24 hours later I arrived at the wedding with a long term guy friend who came to my rescue last minute. I was single, confused, and ready to hit the dance floor. What had went wrong? I finally realized what my friends had been telling me for so long was true... I had been sucked into an abusive relationship and the only way out was to end it- badly. I had ended the relationship the night before after 5 hours of pain and agony.
Breakups are hard. Its hard to imagine, but even now I find it hard to not blame myself entirely. I know a breakup involves two people but he told me repeatedly throughout everything that every conflict we had was mostly my fault. I had started to believe him... one of the first signs of an emotionally abusive relationship.

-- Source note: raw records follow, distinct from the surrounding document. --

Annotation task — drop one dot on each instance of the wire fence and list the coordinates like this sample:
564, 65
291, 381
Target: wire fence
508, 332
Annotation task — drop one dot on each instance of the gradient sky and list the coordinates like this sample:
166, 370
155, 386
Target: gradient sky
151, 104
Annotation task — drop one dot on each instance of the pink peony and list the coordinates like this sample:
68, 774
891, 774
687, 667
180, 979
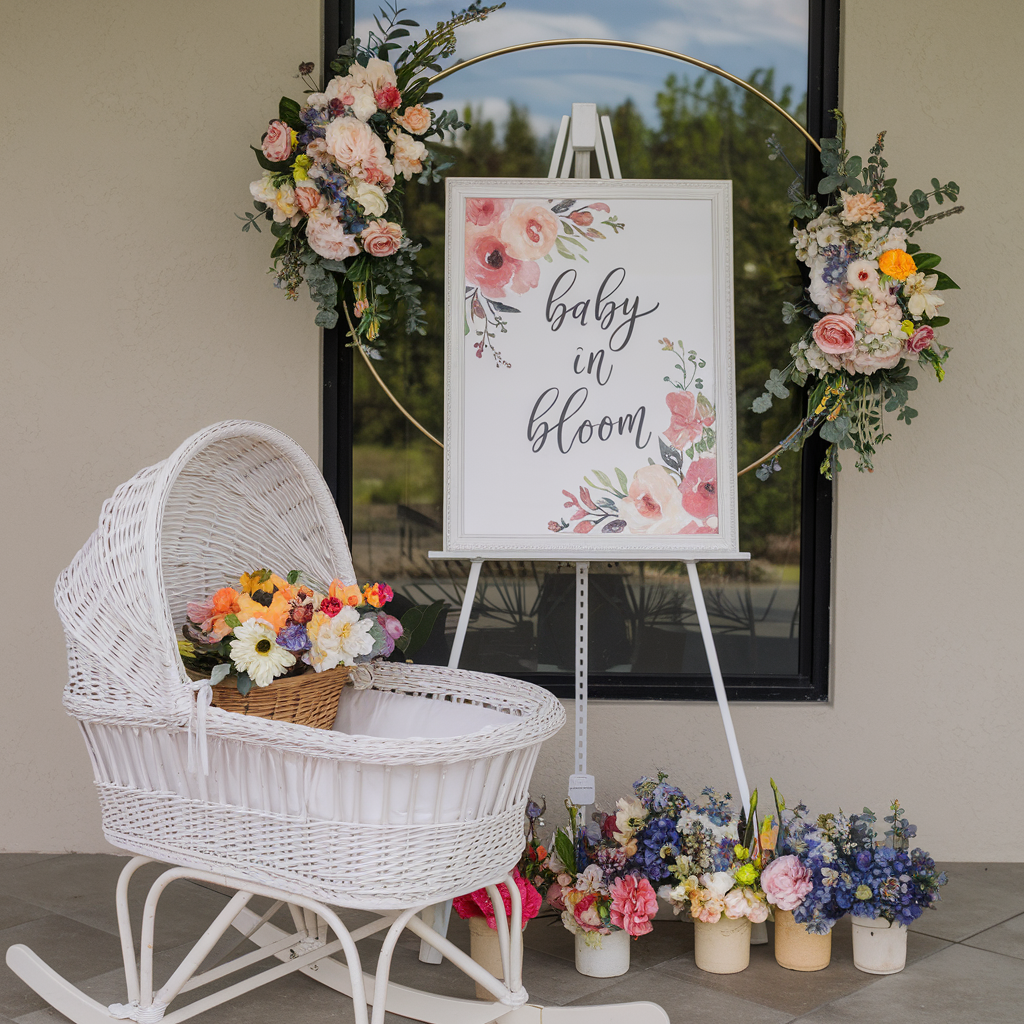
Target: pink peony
328, 238
381, 238
278, 142
485, 211
529, 229
652, 504
488, 264
920, 340
477, 904
836, 333
688, 420
633, 904
699, 487
785, 882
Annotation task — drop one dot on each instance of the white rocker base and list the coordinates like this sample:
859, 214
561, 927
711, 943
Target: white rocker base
307, 950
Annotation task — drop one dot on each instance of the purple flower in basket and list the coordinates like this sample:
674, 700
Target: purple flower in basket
294, 638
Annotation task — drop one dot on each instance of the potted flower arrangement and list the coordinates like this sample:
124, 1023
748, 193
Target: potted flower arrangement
888, 886
872, 303
604, 897
716, 864
283, 647
335, 165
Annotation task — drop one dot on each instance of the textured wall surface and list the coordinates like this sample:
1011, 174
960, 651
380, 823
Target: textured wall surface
928, 685
132, 310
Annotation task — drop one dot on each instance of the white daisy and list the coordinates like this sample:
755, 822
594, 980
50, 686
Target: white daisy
255, 650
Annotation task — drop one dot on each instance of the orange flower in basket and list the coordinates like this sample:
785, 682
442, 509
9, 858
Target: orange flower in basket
276, 613
347, 595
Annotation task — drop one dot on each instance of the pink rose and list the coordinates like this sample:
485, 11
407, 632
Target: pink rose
328, 237
920, 340
278, 142
529, 229
485, 211
477, 904
688, 420
488, 264
416, 120
387, 98
836, 333
785, 882
652, 504
699, 487
381, 238
633, 904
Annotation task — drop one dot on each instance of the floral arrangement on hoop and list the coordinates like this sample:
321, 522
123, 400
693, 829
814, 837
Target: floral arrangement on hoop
334, 169
871, 299
598, 890
275, 626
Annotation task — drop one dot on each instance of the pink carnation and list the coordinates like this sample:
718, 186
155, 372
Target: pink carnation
633, 904
477, 904
785, 882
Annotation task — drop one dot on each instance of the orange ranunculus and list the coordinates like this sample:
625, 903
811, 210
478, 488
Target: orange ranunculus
350, 595
276, 614
896, 263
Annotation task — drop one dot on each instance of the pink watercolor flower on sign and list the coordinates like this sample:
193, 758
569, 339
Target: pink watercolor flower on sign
688, 420
529, 229
699, 487
488, 264
653, 504
485, 211
785, 882
633, 904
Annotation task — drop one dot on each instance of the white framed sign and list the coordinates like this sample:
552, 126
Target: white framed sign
590, 394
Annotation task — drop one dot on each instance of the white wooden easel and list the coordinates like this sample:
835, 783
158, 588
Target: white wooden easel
579, 136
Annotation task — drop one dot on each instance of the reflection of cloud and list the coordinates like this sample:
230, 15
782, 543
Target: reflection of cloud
736, 23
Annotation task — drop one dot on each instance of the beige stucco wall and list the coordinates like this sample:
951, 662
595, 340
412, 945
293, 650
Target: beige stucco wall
134, 311
928, 683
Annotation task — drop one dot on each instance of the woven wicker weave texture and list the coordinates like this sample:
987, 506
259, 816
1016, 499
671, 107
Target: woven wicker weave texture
350, 819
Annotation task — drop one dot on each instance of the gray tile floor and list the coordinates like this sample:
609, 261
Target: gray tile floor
966, 960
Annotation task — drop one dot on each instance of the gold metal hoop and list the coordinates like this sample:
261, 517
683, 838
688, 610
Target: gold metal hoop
644, 48
622, 44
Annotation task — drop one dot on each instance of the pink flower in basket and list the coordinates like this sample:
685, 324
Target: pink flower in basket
477, 903
633, 904
785, 882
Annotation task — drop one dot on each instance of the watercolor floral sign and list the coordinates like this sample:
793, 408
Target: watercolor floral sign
590, 404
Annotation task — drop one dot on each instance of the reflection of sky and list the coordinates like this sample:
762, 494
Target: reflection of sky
735, 35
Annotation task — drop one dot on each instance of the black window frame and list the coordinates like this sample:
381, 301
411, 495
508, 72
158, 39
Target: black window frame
810, 683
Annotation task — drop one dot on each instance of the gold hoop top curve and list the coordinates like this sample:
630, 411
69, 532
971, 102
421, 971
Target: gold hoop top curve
630, 46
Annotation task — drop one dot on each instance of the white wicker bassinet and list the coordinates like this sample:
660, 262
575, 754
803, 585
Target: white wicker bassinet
361, 820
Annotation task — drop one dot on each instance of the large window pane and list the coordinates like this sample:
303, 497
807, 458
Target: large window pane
669, 121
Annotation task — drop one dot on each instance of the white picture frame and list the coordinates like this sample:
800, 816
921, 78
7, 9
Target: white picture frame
564, 302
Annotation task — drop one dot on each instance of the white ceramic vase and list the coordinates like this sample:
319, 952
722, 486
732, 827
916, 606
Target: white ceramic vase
723, 947
879, 947
608, 957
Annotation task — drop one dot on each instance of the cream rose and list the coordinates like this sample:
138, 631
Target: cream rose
529, 229
328, 238
381, 238
416, 119
408, 155
278, 141
352, 144
369, 197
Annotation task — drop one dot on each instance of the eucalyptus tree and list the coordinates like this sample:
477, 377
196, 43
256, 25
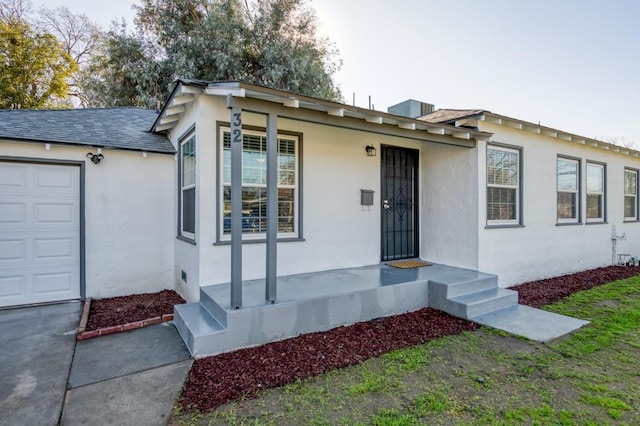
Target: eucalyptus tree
274, 43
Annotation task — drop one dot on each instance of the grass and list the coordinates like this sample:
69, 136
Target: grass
589, 377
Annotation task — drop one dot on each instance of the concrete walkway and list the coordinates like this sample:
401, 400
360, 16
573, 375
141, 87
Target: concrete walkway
48, 378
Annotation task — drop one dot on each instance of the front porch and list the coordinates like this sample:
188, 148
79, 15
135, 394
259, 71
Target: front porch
323, 300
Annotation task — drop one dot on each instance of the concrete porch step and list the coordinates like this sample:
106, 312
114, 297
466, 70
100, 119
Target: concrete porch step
534, 324
457, 288
480, 302
195, 324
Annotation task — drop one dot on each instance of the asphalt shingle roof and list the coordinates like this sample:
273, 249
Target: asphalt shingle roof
448, 115
122, 128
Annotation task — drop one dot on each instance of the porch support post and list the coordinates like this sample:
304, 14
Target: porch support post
272, 207
236, 207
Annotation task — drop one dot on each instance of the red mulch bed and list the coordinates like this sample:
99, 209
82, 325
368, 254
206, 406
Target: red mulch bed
125, 309
217, 380
551, 290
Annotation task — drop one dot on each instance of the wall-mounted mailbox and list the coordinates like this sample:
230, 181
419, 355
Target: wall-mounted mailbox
366, 197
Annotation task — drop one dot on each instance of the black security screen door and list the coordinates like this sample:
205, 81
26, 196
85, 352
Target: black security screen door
399, 203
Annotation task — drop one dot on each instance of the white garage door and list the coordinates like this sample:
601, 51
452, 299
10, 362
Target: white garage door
39, 233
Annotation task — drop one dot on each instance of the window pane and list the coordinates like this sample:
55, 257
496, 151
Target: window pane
502, 167
501, 204
594, 206
254, 210
254, 155
630, 207
630, 182
595, 178
567, 175
189, 162
567, 206
189, 210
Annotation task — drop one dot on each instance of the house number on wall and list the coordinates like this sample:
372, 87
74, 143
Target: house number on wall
237, 125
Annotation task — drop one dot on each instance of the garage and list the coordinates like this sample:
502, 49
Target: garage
40, 232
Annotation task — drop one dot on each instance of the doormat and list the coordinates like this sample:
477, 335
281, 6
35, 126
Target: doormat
406, 264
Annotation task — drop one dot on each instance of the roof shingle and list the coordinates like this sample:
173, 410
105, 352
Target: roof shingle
121, 128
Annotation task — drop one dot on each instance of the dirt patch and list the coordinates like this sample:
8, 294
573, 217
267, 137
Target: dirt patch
121, 310
217, 380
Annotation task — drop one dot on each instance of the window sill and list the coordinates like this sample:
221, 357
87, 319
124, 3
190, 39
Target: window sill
261, 241
506, 225
186, 240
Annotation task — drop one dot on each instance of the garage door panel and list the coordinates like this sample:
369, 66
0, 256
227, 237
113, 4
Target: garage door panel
13, 250
13, 213
54, 248
13, 178
58, 213
13, 288
53, 283
48, 178
39, 233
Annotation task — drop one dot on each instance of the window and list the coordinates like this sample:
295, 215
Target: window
187, 214
595, 193
503, 185
568, 185
630, 194
254, 188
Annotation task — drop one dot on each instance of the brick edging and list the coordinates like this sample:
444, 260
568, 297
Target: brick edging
83, 334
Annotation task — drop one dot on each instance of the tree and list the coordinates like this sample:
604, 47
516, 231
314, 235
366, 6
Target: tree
34, 67
81, 39
266, 42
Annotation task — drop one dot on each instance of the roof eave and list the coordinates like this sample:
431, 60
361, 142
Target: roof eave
555, 133
174, 110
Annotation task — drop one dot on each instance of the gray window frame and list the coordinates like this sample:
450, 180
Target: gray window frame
602, 219
181, 233
624, 194
578, 192
518, 222
221, 238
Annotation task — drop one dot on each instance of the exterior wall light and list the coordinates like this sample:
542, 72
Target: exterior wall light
95, 158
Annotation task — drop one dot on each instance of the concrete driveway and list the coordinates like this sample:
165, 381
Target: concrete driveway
36, 349
47, 378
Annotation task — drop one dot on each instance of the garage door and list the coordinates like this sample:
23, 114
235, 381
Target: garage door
39, 233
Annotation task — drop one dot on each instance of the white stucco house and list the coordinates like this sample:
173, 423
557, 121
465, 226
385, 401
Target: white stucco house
355, 187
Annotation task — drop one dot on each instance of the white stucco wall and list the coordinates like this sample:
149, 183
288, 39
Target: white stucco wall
129, 216
337, 231
541, 248
449, 205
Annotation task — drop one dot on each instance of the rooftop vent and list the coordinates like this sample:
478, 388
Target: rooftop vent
411, 109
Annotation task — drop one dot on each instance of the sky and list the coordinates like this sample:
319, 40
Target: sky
573, 65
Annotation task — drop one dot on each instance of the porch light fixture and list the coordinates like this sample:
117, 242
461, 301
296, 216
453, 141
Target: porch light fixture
95, 158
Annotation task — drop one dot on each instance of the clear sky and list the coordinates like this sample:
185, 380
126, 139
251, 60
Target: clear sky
569, 64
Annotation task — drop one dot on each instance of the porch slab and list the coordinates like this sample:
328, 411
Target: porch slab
307, 303
323, 284
534, 324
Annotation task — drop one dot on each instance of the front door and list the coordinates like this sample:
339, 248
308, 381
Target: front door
399, 203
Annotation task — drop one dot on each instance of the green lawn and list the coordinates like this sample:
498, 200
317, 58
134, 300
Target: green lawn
591, 377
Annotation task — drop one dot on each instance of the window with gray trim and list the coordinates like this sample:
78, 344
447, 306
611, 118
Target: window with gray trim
568, 191
254, 188
188, 186
596, 196
503, 185
630, 194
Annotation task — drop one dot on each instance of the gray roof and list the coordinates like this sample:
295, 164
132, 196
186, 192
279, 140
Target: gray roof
449, 115
121, 128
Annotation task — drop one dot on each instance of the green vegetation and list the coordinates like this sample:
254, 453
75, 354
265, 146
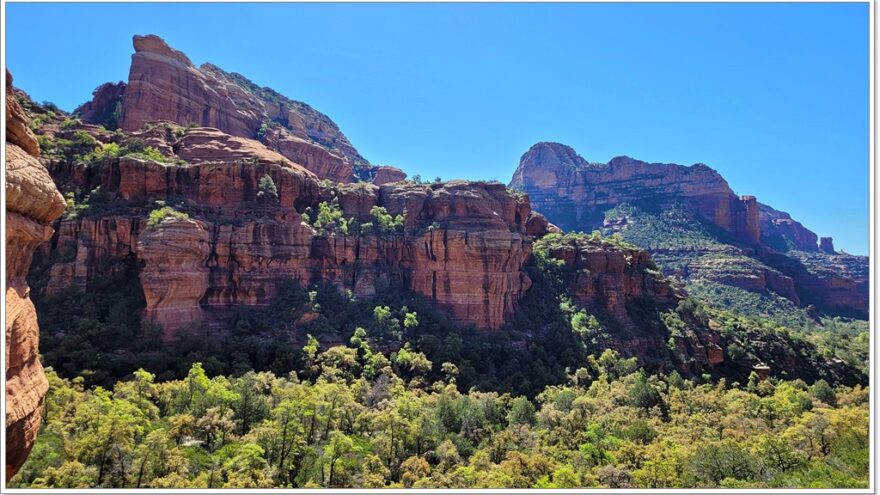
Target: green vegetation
340, 425
159, 215
79, 146
261, 132
330, 219
386, 223
267, 190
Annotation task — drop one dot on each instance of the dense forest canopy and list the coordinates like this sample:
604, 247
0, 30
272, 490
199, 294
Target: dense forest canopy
355, 418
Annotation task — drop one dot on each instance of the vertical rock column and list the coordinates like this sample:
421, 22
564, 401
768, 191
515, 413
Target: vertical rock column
32, 202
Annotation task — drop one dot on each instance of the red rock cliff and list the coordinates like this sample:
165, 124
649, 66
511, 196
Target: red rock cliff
463, 244
574, 193
164, 85
32, 201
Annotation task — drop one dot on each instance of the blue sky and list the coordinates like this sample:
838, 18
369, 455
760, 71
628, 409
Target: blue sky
774, 96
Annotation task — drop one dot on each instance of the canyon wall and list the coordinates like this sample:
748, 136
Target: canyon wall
164, 85
574, 193
462, 244
32, 202
756, 247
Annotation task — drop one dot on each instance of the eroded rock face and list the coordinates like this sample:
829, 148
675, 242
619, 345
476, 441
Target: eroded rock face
463, 244
609, 276
32, 202
105, 107
782, 232
760, 249
622, 282
386, 174
574, 193
164, 85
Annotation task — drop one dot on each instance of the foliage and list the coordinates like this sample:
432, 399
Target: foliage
267, 190
159, 215
340, 429
386, 223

Now that I have made the choice to move on, I feel empowered more than I ever have. I feel like I can finally breathe - a breath of fresh air. I don't have to live in constant regret, in constant sadness. I blamed myself for everything for so long. I finally am realizing that it was an unhealthy relationship. He said he loved me, but it was a conditional love. We are all human, but he could never forgive for the petty things that I messed up on. I always forgave him in my heart although he never apologized. It is hard for me to move on only because I loved him wholeheartedly and gave him my heart. I trusted him and he damaged all trust.
I must refocus on what is truly important in this life. My faith, my family, my friends. I am starting a fresh new phase in life and know that I will love again... but not blindly.